THE prognosis of the entire Cebu’s coronavirus disease 2019 (Covid-19) situation is grim. A nightmare even, if you take Department of Health (DOH) 7 Director Jaime Bernadas’ word for it.

The death toll from the disease for the first 18 days of August alone has reached 700, nearly half or 45 percent of the 1,560 Covid-19 deaths reported in the island this year.

Fifty-six percent of the victims hailed from Cebu Province, followed by 24 percent from Cebu City, 13 percent from Lapu-Lapu City and seven percent from Mandaue City.

And even though the current death toll has surpassed the death toll for the whole of 2020, “the case fatality rate this year continues to be less than half that of 2020 because of the sheer number of new cases reported this year as a combination of new and more transmissible coronavirus variants and lockdown fatigue conspired to make residents more vulnerable to the virus,” wrote SunStar Cebu’s Cherry Ann T. Lim.

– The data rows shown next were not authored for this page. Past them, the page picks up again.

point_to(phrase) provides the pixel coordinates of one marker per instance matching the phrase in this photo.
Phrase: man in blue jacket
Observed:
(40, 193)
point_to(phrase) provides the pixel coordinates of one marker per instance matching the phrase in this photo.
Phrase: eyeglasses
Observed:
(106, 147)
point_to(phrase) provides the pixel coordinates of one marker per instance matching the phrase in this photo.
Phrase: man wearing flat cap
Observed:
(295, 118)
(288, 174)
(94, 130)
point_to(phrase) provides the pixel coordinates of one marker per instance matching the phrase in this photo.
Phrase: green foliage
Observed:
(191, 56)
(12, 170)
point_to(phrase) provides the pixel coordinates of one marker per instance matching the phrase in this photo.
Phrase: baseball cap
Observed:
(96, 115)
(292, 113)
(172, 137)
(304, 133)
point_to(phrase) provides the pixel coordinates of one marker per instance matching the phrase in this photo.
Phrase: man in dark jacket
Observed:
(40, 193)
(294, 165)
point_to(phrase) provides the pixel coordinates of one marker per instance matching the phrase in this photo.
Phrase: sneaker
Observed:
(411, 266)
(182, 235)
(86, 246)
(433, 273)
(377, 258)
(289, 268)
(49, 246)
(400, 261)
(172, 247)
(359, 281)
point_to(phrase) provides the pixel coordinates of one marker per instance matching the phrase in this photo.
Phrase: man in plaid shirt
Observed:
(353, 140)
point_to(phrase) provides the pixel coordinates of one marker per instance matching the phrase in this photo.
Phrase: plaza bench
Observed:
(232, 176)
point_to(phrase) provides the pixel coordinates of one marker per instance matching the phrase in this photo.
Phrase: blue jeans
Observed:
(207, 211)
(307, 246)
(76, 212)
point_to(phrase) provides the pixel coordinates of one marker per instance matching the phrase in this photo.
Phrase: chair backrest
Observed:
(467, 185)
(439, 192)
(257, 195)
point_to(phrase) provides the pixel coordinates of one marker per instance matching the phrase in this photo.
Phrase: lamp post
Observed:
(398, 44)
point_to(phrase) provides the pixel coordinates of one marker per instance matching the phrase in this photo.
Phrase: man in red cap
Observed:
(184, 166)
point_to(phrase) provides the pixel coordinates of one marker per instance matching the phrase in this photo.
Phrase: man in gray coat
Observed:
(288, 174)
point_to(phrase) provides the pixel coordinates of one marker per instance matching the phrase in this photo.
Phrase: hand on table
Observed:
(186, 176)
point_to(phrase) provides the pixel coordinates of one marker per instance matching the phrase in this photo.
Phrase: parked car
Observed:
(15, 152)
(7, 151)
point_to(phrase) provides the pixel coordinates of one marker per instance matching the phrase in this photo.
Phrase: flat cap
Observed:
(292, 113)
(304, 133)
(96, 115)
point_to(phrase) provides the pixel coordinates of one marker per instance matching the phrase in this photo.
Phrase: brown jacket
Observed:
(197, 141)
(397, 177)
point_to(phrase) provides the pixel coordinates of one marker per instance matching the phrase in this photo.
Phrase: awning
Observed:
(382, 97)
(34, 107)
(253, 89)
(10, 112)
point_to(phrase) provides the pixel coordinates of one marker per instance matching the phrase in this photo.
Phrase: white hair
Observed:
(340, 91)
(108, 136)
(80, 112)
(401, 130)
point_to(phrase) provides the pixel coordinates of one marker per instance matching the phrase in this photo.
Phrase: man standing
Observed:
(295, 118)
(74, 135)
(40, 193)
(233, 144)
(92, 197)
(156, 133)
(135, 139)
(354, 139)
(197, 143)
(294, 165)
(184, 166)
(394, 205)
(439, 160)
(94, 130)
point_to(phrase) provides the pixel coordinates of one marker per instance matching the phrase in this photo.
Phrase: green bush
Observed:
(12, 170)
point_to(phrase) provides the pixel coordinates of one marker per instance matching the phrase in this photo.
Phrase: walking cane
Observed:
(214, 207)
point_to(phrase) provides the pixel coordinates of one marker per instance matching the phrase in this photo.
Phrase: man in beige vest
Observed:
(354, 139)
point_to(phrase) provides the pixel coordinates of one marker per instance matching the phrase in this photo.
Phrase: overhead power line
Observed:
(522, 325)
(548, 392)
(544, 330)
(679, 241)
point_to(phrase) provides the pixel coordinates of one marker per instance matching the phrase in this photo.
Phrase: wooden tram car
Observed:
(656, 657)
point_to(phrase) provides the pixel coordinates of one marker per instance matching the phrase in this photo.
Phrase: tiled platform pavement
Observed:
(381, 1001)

If that’s any consolation.

According to Lim, Cebu’s case fatality rate this year is 2.62 percent compared to last year’s 5.97 percent.

Director Bernadas attributed the spike of cases, which include critical and severe cases, to the increase in transmissibility, targeting vulnerable sectors of society like senior citizens and persons with comorbidities.

It appears that many continue to be lulled into complacency because the case breakdown has remained the same, despite the detection of a more transmissible variant of the disease in the country.

The DOH Covid-19 case bulletin on Thursday, Aug. 19, showed that 97.2 percent of all cases were either mild or asymptomatic. That means that even though Cebu has 13,605 actives cases as of Aug. 19, only around 400 can be considered moderate, severe or critical cases. And when you consider the entire island’s population of more than five million people, then you get an entirely different picture.

However, even if only half of the 400 cases need to be confined in Cebu’s many hospitals, the problem doesn’t lie with the availability of beds but with the lack of manpower to care for these patients.

In the meantime, authorities are doing everything in their power to slow down the rate of infection.

And yet, while the cities of Cebu, Mandaue and Lapu-Lapu and eight towns and three component cities in Cebu Province are under modified enhanced community quarantine, the second most stringent quarantine level, many people continue to ignore minimum safety standards. They shrug off the dangers posed by Covid-19 until a loved one gets infected and succumbs to the virus.

It goes without saying that if the country wants to leave behind this “nightmare,” then the public must cooperate and do their part.